When I was a kid, hearing someone say "you must read this" actually made me not want to read the book. Here's why: None of the books I read growing up came close to the real-life stories my uncle, Tio Nico, used to tell me -- like the story from the 1930s where the Texas Rangers almost shot his cousin dead along the border; or the one from the 1850s when Indians kidnapped my great-great-grandfather in northern Mexico and brought him to this side of the Rio Grande.
But then, two things happened on my way to becoming a reader in my early 30s: First, I started writing fiction and realized that writing would only ever be possible if I started reading. Then a friend recommended The Burning Plain and Other Stories, by the Mexican writer Juan Rulfo.
Originally published in Spanish in the 1950s with the title El Llano en Llamas, Rulfo's collection of 15 short stories takes place across a brutally rugged terrain in the years after the Mexican Revolution of 1910.

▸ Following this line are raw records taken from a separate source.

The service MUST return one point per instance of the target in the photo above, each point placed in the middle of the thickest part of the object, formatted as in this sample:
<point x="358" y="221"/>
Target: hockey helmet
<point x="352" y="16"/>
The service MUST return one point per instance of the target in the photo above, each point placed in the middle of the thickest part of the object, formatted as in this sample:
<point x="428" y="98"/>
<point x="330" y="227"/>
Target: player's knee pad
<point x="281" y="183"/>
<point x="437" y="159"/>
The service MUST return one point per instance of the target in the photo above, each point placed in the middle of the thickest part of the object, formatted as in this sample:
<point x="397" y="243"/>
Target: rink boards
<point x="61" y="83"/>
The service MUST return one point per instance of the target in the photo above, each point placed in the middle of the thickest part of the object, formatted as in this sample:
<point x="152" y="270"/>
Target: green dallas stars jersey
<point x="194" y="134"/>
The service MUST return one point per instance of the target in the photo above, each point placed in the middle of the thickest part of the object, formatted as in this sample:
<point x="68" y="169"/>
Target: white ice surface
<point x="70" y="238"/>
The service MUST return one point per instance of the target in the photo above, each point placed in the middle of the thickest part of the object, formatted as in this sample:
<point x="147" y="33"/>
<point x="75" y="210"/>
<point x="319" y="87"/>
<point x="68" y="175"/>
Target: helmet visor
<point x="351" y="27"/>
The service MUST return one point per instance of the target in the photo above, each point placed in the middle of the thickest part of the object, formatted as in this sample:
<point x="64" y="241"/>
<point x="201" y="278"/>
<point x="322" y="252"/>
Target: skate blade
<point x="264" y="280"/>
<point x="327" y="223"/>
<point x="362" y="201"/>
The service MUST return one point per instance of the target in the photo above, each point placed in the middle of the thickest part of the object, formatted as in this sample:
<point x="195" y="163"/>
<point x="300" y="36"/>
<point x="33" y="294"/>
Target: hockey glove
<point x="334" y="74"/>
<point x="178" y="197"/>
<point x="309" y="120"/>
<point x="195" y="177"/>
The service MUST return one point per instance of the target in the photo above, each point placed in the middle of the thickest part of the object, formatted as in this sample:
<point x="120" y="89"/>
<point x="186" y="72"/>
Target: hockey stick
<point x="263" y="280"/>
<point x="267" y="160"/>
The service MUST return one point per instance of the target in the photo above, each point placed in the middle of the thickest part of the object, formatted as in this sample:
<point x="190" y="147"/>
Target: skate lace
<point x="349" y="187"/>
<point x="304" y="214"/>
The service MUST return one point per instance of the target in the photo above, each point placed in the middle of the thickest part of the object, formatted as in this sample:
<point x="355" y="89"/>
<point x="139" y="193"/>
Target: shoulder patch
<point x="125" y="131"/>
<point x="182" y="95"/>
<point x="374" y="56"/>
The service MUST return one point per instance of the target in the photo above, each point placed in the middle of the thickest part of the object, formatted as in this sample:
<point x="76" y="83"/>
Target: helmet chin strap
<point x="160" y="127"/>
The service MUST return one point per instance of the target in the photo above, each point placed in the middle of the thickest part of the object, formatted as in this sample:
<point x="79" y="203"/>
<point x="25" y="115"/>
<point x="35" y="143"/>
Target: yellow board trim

To read Rulfo's stories is to inhabit Mexico and, in the process, to have Mexico inhabit you. In the story "We're Very Poor," a rural family barely survives a massive flood that takes with it a cow that the father had hoped might someday attract a worthy suitor for his 12-year-old daughter. This daughter, as the narrator tells us, now cries streams of dirty water as if the river had gotten inside her.
Another story is about a band of guerrillas fleeing from the army's forces, only to be picked off later by vengeful Indians. They hope to break the guerrillas' spines like the rotten branches of the barranca, where they've taken cover.
Rulfo wrote only two books, The Burning Plain and Pedro Paramo, both classics of Mexican and world literature. Though these are thin books by any standard, they are so well-crafted that you realize that each sentence, each line of dialogue, each bit of punctuation had to fight for its life on the page.
I remember taking a copy of The Burning Plain with me to Mexico when I was researching some of the material for my own novel. To say I felt myself transported back to the time of distant relatives sounds overly sentimental. But as I reread these stories, I did have the sense that I was listening to a corrido, or Mexican folk song, describing the injustices and hardscrabble life along the border region and to the south. It reminded me of the real life stories of my Tio Nico.
Take it from me -- someone who didn't start out as a reader -- that you must read The Burning Plain by Juan Rulfo.